In NLP how to tokenize words like "Salesman" into Sales and man?-CodePudding

I am trying to correlate two documents one is having sale and other is having salesman , saleswomen. Is there a method in Python, NLP to split or tokenize salesman into sales and man?

Update: I have to process a large dataset. So, adding individual cases may be little difficult.

I found a library splitter https://github.com/TimKam/compound-word-splitter

import splitter
print(splitter.split('artfactory'))
print(splitter.split('salesman'))

but it is is working for art factory / but not salesman Output ['art', 'factory'] ['salesman']

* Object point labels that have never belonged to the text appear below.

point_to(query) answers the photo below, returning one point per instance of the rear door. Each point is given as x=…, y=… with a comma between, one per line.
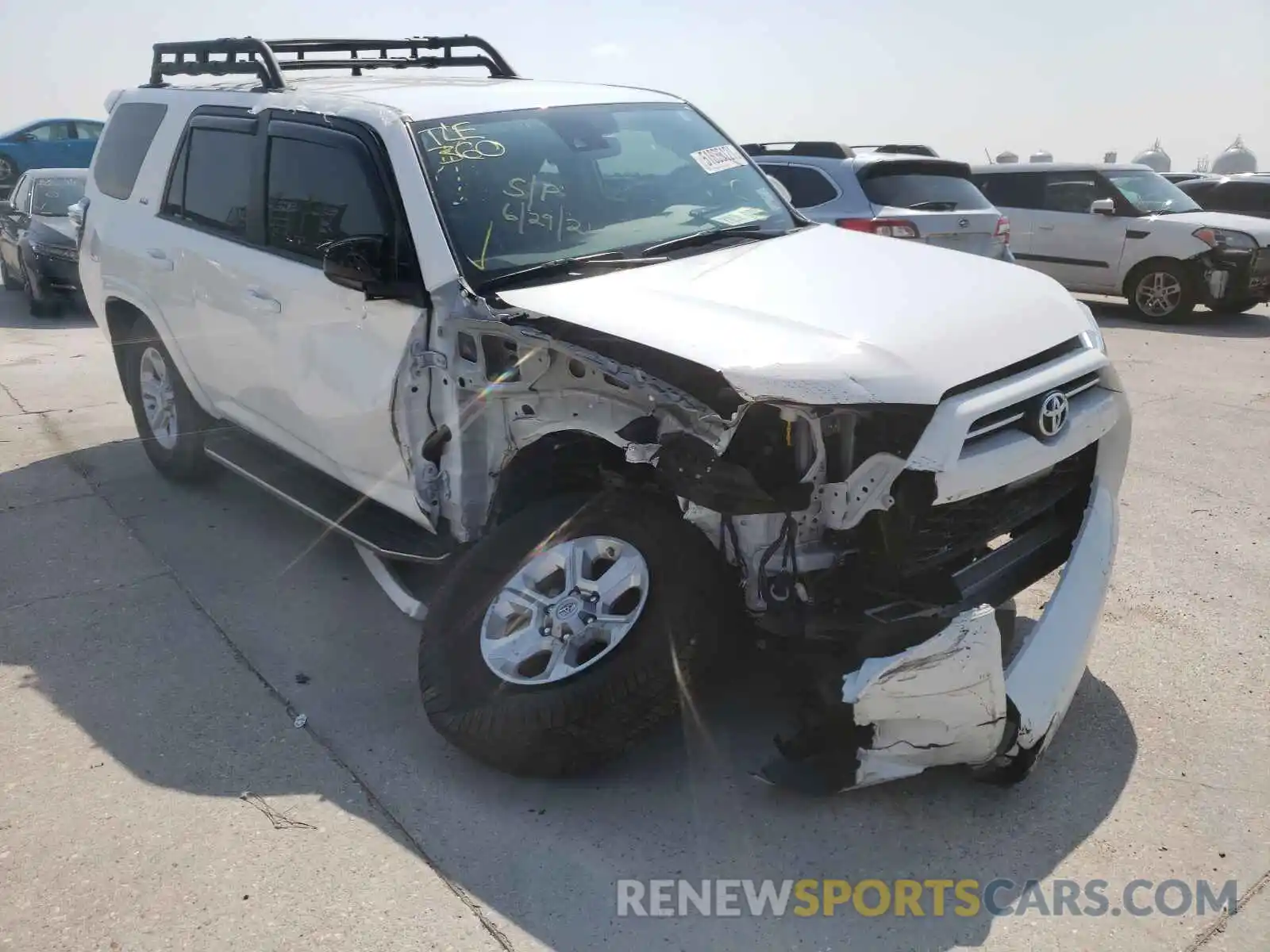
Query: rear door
x=1072, y=244
x=939, y=198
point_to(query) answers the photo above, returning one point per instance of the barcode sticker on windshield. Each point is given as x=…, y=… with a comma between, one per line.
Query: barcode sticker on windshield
x=718, y=158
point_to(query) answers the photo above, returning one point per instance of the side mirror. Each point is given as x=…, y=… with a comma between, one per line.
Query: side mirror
x=361, y=264
x=355, y=263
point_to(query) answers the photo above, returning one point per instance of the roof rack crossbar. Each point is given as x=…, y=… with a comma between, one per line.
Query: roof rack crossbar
x=260, y=57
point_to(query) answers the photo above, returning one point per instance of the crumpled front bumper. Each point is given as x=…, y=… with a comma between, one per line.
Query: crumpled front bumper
x=950, y=701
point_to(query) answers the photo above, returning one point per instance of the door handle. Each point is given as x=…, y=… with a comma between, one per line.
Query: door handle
x=159, y=259
x=260, y=301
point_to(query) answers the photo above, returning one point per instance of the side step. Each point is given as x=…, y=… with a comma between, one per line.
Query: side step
x=375, y=528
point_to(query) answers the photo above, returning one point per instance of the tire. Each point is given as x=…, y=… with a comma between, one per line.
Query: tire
x=575, y=724
x=1168, y=283
x=10, y=283
x=1235, y=306
x=175, y=451
x=38, y=302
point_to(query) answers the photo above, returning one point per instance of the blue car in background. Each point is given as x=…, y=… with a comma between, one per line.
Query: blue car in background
x=48, y=144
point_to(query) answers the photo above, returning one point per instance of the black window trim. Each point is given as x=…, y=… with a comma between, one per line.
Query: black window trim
x=318, y=127
x=226, y=118
x=324, y=133
x=762, y=163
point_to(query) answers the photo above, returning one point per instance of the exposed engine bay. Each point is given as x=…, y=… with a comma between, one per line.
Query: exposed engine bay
x=825, y=513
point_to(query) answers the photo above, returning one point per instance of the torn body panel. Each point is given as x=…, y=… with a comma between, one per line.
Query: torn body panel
x=882, y=536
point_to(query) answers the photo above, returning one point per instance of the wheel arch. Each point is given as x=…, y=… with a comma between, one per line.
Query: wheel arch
x=560, y=463
x=1187, y=264
x=122, y=314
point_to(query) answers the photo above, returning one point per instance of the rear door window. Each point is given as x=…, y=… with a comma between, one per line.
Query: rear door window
x=1013, y=190
x=1240, y=197
x=933, y=187
x=808, y=187
x=321, y=194
x=124, y=146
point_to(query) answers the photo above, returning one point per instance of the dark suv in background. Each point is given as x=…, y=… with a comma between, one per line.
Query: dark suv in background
x=1242, y=194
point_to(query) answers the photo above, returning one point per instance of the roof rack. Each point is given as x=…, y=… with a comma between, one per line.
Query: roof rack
x=262, y=57
x=808, y=150
x=893, y=149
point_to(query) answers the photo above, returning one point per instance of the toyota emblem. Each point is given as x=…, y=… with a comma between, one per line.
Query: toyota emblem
x=1052, y=416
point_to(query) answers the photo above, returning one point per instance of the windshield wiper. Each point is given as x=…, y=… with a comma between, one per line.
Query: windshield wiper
x=708, y=236
x=558, y=266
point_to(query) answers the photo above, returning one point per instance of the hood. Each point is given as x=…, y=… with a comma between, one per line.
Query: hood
x=54, y=230
x=1248, y=224
x=827, y=315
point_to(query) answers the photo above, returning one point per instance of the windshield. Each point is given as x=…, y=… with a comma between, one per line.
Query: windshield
x=527, y=187
x=1149, y=192
x=55, y=196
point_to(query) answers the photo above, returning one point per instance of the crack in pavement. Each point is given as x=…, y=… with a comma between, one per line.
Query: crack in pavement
x=1225, y=918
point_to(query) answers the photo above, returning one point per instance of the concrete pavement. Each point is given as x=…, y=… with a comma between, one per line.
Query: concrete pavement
x=152, y=638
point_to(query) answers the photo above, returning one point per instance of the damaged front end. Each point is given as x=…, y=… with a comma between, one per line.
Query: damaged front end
x=878, y=545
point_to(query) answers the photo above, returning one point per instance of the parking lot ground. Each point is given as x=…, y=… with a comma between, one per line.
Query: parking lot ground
x=158, y=641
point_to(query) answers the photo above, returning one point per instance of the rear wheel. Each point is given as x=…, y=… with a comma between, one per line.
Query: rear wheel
x=40, y=302
x=1161, y=292
x=571, y=631
x=169, y=422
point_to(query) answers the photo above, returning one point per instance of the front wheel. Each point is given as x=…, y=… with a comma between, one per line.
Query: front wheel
x=571, y=631
x=1161, y=292
x=169, y=422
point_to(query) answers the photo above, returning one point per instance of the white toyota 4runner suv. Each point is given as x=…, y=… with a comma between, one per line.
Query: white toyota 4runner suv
x=569, y=340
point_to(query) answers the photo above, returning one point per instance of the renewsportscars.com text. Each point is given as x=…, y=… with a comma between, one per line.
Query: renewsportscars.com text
x=922, y=898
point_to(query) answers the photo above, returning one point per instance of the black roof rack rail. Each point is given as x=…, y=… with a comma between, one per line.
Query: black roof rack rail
x=270, y=59
x=810, y=150
x=893, y=149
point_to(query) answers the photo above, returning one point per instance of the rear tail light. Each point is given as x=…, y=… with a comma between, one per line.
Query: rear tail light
x=887, y=228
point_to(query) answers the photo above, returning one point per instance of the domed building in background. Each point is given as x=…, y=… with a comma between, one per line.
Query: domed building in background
x=1236, y=159
x=1156, y=158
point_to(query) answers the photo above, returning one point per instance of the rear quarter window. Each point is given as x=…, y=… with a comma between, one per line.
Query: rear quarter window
x=1013, y=190
x=922, y=186
x=122, y=148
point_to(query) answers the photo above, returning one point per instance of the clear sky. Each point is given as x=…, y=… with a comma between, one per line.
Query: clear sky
x=1072, y=76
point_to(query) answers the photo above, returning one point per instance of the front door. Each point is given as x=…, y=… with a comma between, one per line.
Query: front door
x=1079, y=248
x=338, y=353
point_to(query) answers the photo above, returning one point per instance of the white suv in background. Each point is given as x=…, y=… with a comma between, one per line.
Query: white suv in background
x=568, y=340
x=889, y=194
x=1126, y=230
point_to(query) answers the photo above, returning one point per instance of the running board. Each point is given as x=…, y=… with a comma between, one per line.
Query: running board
x=378, y=531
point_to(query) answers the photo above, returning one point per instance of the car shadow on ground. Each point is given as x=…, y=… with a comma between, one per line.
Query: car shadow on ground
x=70, y=315
x=1200, y=324
x=137, y=668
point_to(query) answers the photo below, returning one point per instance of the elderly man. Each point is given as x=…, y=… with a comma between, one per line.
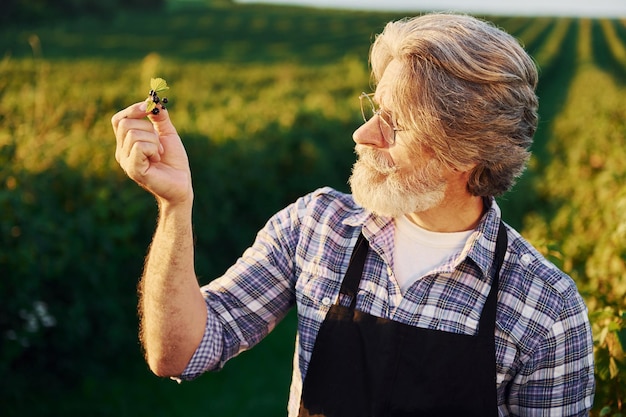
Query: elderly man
x=413, y=297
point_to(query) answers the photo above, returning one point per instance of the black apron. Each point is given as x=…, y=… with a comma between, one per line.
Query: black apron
x=366, y=366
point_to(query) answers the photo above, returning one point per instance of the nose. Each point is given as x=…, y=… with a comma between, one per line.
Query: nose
x=369, y=134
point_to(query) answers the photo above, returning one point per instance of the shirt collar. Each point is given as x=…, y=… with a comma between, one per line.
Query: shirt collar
x=480, y=246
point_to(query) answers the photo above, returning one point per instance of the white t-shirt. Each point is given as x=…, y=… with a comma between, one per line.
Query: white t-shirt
x=418, y=251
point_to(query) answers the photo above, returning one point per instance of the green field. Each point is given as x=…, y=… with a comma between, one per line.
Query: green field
x=266, y=99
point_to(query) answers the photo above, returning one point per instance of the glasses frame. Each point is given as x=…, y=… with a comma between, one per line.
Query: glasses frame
x=391, y=128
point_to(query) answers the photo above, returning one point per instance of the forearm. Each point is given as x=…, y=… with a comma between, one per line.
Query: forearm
x=172, y=309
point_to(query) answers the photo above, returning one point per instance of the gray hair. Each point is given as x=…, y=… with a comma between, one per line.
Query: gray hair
x=467, y=94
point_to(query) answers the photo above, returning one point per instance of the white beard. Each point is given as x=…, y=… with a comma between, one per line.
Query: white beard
x=383, y=189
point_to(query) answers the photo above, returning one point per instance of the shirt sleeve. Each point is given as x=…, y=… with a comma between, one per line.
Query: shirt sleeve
x=558, y=379
x=247, y=302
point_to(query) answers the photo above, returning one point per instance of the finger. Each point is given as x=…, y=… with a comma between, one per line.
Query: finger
x=134, y=111
x=127, y=127
x=162, y=122
x=138, y=139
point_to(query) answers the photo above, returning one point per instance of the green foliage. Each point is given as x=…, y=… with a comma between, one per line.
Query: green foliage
x=265, y=116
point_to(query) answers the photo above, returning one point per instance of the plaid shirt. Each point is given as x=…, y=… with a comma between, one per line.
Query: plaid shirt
x=544, y=348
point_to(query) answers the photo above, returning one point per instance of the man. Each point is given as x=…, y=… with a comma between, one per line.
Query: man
x=413, y=298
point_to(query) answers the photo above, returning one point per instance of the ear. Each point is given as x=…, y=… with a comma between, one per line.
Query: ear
x=465, y=168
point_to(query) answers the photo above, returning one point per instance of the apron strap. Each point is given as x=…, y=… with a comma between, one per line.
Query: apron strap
x=487, y=324
x=350, y=283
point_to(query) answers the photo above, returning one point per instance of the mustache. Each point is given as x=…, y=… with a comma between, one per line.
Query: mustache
x=374, y=159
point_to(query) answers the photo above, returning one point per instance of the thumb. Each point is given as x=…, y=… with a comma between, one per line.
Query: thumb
x=161, y=121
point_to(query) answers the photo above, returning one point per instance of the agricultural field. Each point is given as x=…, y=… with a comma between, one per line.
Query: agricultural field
x=266, y=99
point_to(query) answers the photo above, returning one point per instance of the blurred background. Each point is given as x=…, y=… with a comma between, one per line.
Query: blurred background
x=265, y=97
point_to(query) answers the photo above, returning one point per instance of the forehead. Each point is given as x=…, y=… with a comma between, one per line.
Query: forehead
x=386, y=84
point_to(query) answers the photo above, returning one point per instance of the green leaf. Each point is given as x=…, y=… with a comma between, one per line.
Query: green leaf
x=151, y=104
x=158, y=84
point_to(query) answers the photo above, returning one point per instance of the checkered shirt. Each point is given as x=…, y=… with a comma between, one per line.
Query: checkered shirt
x=544, y=348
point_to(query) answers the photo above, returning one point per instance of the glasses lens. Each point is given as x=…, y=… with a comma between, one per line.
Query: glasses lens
x=368, y=108
x=386, y=128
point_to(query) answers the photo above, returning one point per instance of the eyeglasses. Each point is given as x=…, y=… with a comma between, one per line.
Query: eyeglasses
x=386, y=123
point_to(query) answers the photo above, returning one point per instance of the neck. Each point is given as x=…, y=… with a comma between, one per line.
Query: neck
x=452, y=215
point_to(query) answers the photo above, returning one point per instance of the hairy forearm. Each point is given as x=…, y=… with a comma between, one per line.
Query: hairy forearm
x=172, y=310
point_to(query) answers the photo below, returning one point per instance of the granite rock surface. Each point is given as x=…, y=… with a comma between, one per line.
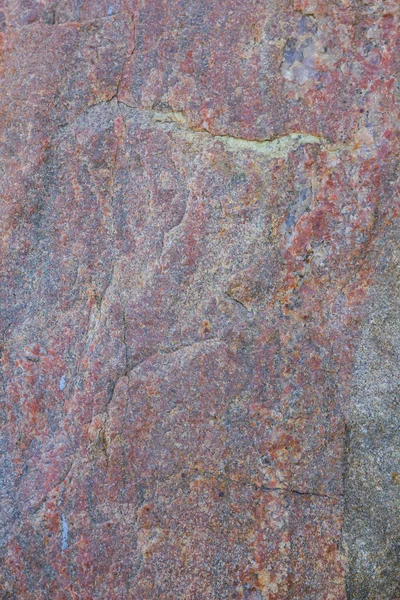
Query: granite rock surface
x=199, y=313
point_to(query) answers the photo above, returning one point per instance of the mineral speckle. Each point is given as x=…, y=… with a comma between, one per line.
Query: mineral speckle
x=199, y=319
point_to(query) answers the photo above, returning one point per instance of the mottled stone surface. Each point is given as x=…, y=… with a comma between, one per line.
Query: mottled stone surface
x=199, y=315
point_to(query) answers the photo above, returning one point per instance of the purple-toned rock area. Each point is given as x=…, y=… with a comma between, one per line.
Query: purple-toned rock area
x=199, y=301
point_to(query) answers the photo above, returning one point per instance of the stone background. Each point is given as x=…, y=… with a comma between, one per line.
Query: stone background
x=199, y=312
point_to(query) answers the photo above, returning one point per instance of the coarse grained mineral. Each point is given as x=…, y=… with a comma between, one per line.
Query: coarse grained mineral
x=199, y=309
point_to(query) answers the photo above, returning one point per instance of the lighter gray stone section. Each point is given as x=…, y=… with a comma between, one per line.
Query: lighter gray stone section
x=372, y=481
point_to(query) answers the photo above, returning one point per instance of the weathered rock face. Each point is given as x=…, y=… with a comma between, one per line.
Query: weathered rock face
x=198, y=305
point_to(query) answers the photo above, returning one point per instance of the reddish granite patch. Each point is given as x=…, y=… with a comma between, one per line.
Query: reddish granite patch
x=181, y=303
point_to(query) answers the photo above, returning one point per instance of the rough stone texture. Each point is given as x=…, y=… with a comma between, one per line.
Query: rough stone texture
x=198, y=310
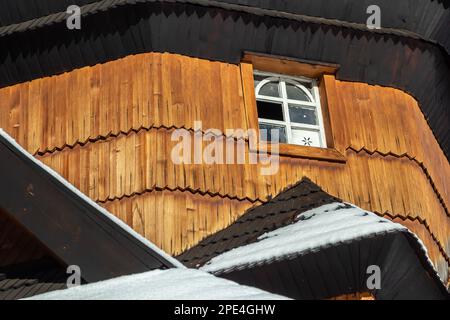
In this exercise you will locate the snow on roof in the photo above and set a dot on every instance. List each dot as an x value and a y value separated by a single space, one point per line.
314 229
88 200
171 284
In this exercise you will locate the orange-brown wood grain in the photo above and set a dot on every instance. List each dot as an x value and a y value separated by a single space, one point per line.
112 124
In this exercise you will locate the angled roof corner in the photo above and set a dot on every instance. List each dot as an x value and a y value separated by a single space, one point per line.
306 244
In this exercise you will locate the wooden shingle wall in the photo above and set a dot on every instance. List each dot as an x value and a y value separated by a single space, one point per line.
107 129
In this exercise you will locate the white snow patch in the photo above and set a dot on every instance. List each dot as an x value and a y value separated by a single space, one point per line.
172 284
317 228
85 198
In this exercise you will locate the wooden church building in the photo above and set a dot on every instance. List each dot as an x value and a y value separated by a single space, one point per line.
362 116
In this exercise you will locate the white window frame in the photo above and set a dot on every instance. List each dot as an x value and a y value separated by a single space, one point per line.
284 101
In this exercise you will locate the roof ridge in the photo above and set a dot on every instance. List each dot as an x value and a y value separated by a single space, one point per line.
105 5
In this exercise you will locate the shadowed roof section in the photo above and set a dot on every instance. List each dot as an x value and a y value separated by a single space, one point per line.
277 213
306 244
72 227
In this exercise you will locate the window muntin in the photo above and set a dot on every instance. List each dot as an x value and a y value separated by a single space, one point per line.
293 106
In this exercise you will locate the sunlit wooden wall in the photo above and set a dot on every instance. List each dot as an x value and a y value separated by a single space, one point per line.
108 128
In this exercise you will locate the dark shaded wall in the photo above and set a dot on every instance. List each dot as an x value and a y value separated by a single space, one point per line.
15 11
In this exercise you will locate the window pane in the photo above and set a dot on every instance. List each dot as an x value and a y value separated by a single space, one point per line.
295 93
301 114
270 89
269 110
306 137
266 133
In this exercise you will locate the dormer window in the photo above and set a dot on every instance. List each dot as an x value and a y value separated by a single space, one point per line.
291 105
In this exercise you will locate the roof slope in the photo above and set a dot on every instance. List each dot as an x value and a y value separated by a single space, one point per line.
72 227
279 212
306 244
31 278
173 284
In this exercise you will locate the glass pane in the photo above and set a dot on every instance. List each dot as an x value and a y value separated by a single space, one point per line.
295 93
306 137
266 133
270 89
269 110
301 114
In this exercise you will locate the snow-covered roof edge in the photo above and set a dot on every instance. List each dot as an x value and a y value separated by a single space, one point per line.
171 284
90 202
219 265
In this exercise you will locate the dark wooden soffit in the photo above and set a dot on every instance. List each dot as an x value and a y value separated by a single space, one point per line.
288 65
75 231
427 18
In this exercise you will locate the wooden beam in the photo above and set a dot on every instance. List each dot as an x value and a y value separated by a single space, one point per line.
289 66
74 230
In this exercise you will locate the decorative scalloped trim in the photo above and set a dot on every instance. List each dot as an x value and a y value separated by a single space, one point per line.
411 158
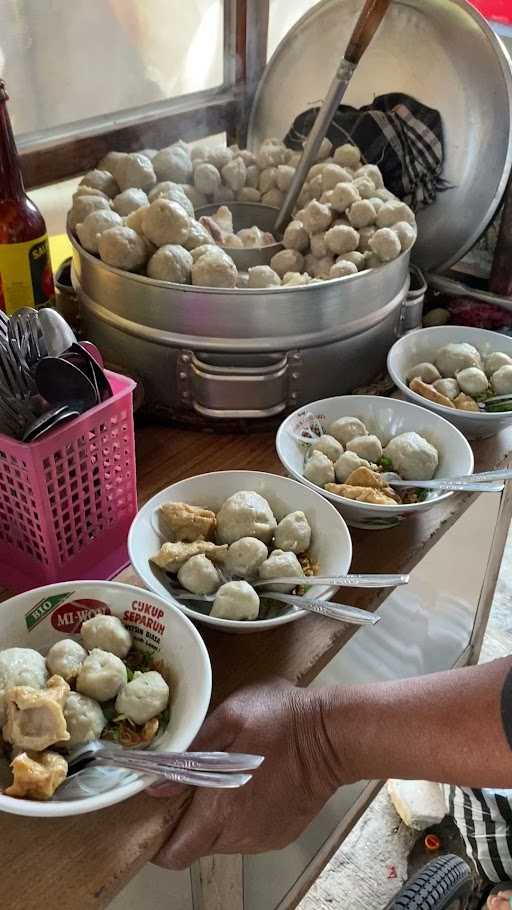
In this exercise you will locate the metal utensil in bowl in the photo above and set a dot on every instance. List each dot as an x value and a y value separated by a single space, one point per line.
202 769
467 485
340 612
367 24
60 382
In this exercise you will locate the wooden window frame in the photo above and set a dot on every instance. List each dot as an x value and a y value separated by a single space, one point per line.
225 108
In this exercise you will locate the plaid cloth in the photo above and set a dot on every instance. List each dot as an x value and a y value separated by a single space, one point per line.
399 134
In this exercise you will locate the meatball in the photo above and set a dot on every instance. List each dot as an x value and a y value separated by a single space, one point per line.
145 697
20 667
293 533
494 361
171 263
502 380
165 222
85 719
91 229
129 201
107 633
346 428
362 213
236 600
472 381
287 261
342 239
281 565
199 575
122 248
245 557
348 156
245 514
214 269
346 464
84 205
101 676
135 170
329 446
173 163
367 447
385 244
455 357
412 457
65 658
317 217
425 371
262 276
296 237
101 180
319 469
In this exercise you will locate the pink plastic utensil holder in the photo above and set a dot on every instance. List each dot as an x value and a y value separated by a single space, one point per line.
67 501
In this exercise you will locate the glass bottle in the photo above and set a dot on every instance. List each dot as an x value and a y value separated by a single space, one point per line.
25 268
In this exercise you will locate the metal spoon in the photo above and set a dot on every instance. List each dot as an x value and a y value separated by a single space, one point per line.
59 382
340 612
468 486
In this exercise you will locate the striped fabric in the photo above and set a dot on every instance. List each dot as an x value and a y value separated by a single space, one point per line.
484 819
399 134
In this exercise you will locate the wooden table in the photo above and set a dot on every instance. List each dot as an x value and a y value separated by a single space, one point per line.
84 862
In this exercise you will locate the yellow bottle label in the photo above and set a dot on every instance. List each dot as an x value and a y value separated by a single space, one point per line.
25 275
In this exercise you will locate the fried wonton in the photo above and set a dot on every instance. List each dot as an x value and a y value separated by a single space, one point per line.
35 717
361 494
37 775
173 555
429 392
187 523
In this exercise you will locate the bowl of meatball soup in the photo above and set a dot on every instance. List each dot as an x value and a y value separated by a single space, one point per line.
345 449
464 374
212 544
83 661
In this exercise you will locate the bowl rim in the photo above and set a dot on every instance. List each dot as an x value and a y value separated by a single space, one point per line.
367 506
433 405
203 689
251 625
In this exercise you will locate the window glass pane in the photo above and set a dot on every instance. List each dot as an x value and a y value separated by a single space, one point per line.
65 61
284 14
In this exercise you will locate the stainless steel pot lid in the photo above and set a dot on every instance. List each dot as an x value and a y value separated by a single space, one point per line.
441 52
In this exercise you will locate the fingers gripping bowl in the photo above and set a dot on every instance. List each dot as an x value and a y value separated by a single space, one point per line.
424 347
383 419
42 619
330 548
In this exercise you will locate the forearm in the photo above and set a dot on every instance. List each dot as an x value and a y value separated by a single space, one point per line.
446 727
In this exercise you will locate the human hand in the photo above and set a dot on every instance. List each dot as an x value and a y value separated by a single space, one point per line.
298 776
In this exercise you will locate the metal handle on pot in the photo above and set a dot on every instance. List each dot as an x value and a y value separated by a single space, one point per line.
230 386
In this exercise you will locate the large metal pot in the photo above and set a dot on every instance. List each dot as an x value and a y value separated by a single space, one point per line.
241 352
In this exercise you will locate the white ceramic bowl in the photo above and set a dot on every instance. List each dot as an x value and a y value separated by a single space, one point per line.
423 345
386 417
39 618
330 546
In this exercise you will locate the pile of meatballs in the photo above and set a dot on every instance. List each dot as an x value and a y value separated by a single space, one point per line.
137 213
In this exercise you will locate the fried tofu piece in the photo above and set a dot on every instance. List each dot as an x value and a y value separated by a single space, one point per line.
35 717
428 391
187 523
364 477
37 775
464 402
361 494
173 555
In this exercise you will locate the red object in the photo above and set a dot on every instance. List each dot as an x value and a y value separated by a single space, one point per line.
496 10
20 222
432 842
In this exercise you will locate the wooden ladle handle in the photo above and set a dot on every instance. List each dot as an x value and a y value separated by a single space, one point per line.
366 26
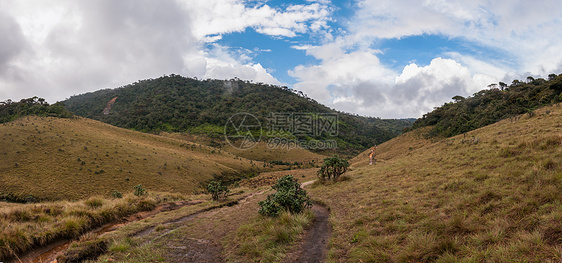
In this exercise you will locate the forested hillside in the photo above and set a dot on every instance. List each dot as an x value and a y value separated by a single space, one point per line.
11 110
179 104
491 105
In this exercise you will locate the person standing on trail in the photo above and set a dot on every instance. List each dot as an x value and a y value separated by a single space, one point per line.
372 154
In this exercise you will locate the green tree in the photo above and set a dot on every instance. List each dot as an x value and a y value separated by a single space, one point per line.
289 197
332 168
139 191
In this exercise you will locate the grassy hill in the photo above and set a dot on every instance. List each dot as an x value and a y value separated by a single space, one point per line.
72 158
260 152
178 104
490 195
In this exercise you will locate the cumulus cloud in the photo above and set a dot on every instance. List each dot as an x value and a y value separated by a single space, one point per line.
350 76
377 91
58 48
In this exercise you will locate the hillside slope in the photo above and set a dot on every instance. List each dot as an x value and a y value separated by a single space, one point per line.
490 195
178 104
491 105
53 158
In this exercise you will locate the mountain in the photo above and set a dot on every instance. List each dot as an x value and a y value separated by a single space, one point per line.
488 195
489 106
178 104
49 158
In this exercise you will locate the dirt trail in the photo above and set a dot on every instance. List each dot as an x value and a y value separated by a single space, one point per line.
50 252
204 244
315 242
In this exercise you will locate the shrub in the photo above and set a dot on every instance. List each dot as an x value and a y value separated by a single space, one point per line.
332 168
217 190
94 202
289 197
116 194
139 190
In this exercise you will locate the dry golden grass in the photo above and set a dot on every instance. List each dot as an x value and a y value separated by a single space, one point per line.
24 226
260 151
491 195
270 178
52 158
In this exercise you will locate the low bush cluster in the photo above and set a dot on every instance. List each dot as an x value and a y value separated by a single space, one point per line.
289 197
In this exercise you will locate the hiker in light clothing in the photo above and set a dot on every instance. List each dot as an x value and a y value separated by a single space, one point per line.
372 154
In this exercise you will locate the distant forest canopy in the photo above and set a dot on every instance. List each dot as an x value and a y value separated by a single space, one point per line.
179 104
488 106
10 110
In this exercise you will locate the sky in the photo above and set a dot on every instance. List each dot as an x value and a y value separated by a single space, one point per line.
380 58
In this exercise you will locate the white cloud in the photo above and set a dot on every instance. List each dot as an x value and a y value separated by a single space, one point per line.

CodePudding user response：

I think a possible solution for you would be to write an Regex expression in order to map the word "Sales" and then extract everything that comes after it (in your case, "man" or "women"). Take a look at Regex and lookahead techniques in Python, if you are not familiar with.

CodePudding user response：

I don't know about nltk but you can do that with spaCy. Here's a demonstration, slightly edited, copied straight from their docs.

import spacy
from spacy.symbols import ORTH

nlp = spacy.load("en_core_web_sm")
doc = nlp("a salesman")  # phrase to tokenize
print([w.text for w in doc])  # ['a', 'salesman']

# Add special case rule
special_case = [{ORTH: "sales"}, {ORTH: "man"}]
nlp.tokenizer.add_special_case("salesman", special_case)

# Check new tokenization
print([w.text for w in nlp("a salesman")])  # ['a', 'sales', 'man']

There must be better ways to add rules for similar words like saleswoman, should you have that need, but even a for-loop them would do.